De officier van justitie heeft tot het toestaan van de overlevering geconcludeerd. De detentieomstandigheden staan niet meer aan overlevering in de weg nu er ten behoeve van de opgeëiste persoon een detentiegarantie is verstrekt.
4.3
Oordeel van de rechtbank
Zoals deze rechtbank eerder in vergelijkbare zaken heeft geoordeeld (zie bijvoorbeeld de uitspraak van 28 december 2022), [6] gaat de rechtbank uit van de geboden zekerheid in voorgaande garantie. [7] Op grond van het vertrouwensbeginsel gaat de rechtbank uit van de juistheid van de informatie uit de verstrekte individuele detentiegarantie.

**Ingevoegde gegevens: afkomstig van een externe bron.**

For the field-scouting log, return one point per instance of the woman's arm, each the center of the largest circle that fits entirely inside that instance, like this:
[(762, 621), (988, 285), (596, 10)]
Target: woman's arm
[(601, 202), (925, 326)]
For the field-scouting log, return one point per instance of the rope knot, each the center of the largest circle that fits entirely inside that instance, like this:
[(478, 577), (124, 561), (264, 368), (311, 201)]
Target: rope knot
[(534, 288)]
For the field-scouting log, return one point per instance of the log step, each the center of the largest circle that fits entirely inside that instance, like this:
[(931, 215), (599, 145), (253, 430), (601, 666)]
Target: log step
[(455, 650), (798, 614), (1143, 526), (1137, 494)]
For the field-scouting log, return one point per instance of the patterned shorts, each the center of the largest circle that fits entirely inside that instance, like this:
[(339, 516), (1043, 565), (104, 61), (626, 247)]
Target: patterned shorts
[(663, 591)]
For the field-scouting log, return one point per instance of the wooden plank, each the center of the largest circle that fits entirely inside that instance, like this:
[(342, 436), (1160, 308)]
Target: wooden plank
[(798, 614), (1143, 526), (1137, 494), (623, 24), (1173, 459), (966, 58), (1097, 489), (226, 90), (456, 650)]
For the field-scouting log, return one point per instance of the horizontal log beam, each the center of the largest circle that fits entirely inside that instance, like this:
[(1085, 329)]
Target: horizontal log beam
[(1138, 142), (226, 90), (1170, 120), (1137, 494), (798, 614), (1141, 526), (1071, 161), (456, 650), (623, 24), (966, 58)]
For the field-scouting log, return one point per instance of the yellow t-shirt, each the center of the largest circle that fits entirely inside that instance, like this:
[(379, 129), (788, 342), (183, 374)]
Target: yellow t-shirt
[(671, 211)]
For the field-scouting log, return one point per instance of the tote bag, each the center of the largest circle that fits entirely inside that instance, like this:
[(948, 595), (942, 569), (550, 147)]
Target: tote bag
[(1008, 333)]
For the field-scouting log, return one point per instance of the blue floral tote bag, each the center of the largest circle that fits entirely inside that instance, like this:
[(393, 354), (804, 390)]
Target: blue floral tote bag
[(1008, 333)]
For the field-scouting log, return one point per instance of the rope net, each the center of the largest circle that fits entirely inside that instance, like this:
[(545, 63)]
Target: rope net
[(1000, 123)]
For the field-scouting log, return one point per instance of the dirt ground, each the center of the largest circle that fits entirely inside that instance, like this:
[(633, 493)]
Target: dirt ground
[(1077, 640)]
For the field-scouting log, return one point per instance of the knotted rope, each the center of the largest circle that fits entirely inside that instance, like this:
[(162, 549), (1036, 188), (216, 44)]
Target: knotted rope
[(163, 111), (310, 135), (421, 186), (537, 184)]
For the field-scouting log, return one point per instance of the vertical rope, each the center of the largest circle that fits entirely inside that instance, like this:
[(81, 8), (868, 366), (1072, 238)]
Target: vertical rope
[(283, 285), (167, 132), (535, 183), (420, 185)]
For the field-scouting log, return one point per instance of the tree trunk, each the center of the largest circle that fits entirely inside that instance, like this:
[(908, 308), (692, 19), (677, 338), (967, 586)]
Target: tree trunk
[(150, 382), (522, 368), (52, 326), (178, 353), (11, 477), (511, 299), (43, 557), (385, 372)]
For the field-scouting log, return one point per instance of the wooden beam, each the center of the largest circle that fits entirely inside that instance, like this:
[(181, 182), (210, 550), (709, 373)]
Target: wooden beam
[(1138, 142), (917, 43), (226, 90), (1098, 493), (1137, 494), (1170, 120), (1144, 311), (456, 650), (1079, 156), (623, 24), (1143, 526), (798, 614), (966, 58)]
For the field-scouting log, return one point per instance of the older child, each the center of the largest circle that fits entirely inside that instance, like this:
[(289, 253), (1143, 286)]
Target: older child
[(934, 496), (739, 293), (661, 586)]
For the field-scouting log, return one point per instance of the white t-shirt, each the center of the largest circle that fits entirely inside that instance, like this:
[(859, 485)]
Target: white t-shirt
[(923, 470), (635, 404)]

De rechtbank is daarom van oordeel dat het vastgestelde algemene reële gevaar van onmenselijke of vernederende detentieomstandigheden hiermee voor de opgeëiste persoon is weggenomen. Het algemene gevaar dat de rechtbank heeft aangenomen, wordt door deze individuele garantie namelijk uitgesloten ten aanzien van de opgeëiste persoon nu hij zal worden geplaatst in een instelling op een wijze die in overeenstemming is met de fundamentele rechten en in het bijzonder relevante internationale standaarden (o.a. CPT standaarden).

5.Slotsom

De rechtbank stelt vast dat het EAB voldoet aan de eisen van artikel 2 OLW. Verder staan geen weigeringsgronden aan de overlevering in de weg en is geen sprake van een geval waarin aan het EAB geen gevolg mag worden gegeven. Om die reden staat de rechtbank de overlevering toe.

6.Toepasselijke wetsartikelen

De artikelen 2, 5, 6 en 7 OLW.

7.Beslissing

STAAT TOEde overlevering van
[opgeëiste persoon]aan de onderzoeksrechter in de Rechtbank van Eerste Aanleg Antwerpen, afdeling Antwerpen (België) voor de feiten zoals die zijn omschreven in onderdeel e) van het EAB.
Aldus gedaan door
mr. J.G. Vegter, voorzitter,
mrs. J.A.A.G. de Vries en H.P. Kijlstra, rechters,
in tegenwoordigheid van mr. Y.M.E. Jurgens, griffier,
en uitgesproken ter openbare zitting van 8 maart 2023.
Ingevolge artikel 29, tweede lid, OLW staat tegen deze uitspraak geen gewoon rechtsmiddel open.

Voetnoten

1.Zie artikel 23 Overleveringswet.
2.Zie artikel 22, eerste en derde lid, OLW.